Self-assembled peptide hydrogel is a promising biomaterial and has been widely applied in many fields. As a typical self-assembly material, peptide hydrogel exhibits properties different from traditional polymer hydrogel, and has unique features in molecular design, structural elements of hydrogel, and control strategies. With the desire to apply the principles of self-assembly to the design and prediction of peptide hydrogels, there has more and more emphasis on understanding the driving forces and microscopic behaviors involved in the self-assembly process. Computational methods have played an increasingly important role in recent research in helping to reveal the relationship between molecular chemical structure and self-assembly processes as well as assembled morphologies, thus determining the ability of supramolecular gelation. This review aims to summarize the application of computational tools to obtain a better fundamental understanding of the multi-scale structural details of self-assembled peptide hydrogels and to predict the gelation behavior of supramolecular nanofibers. It is expected that researchers will consider using these computational tools when investigating and designing novel peptide hydrogel materials.

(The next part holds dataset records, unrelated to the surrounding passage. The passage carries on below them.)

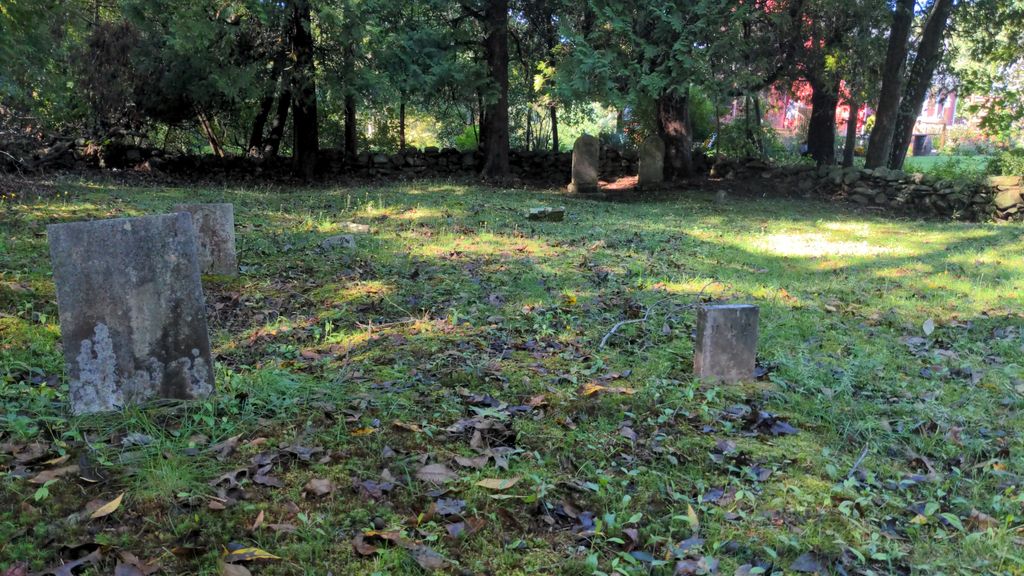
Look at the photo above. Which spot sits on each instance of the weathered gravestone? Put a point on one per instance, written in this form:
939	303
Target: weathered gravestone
215	229
586	161
727	342
651	172
132	313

自组装肽水凝胶是一种很有前途的生物材料，已广泛应用于许多领域。作为一种典型的自组装材料，肽水凝胶表现出不同于传统聚合物水凝胶的特性，在分子设计、水凝胶结构元素和控制策略等方面具有独特的特点。随着希望将自组装原理应用于肽水凝胶的设计和预测，人们越来越重视了解自组装过程中涉及的驱动力和微观行为。计算方法在最近的研究中发挥着越来越重要的作用，有助于揭示分子化学结构与自组装过程以及组装形态之间的关系，从而确定超分子凝胶的能力。本综述旨在总结计算工具的应用，以更好地了解自组装肽水凝胶的多尺度结构细节，并预测超分子纳米纤维的凝胶行为。预计研究人员在研究和设计新型肽水凝胶材料时会考虑使用这些计算工具。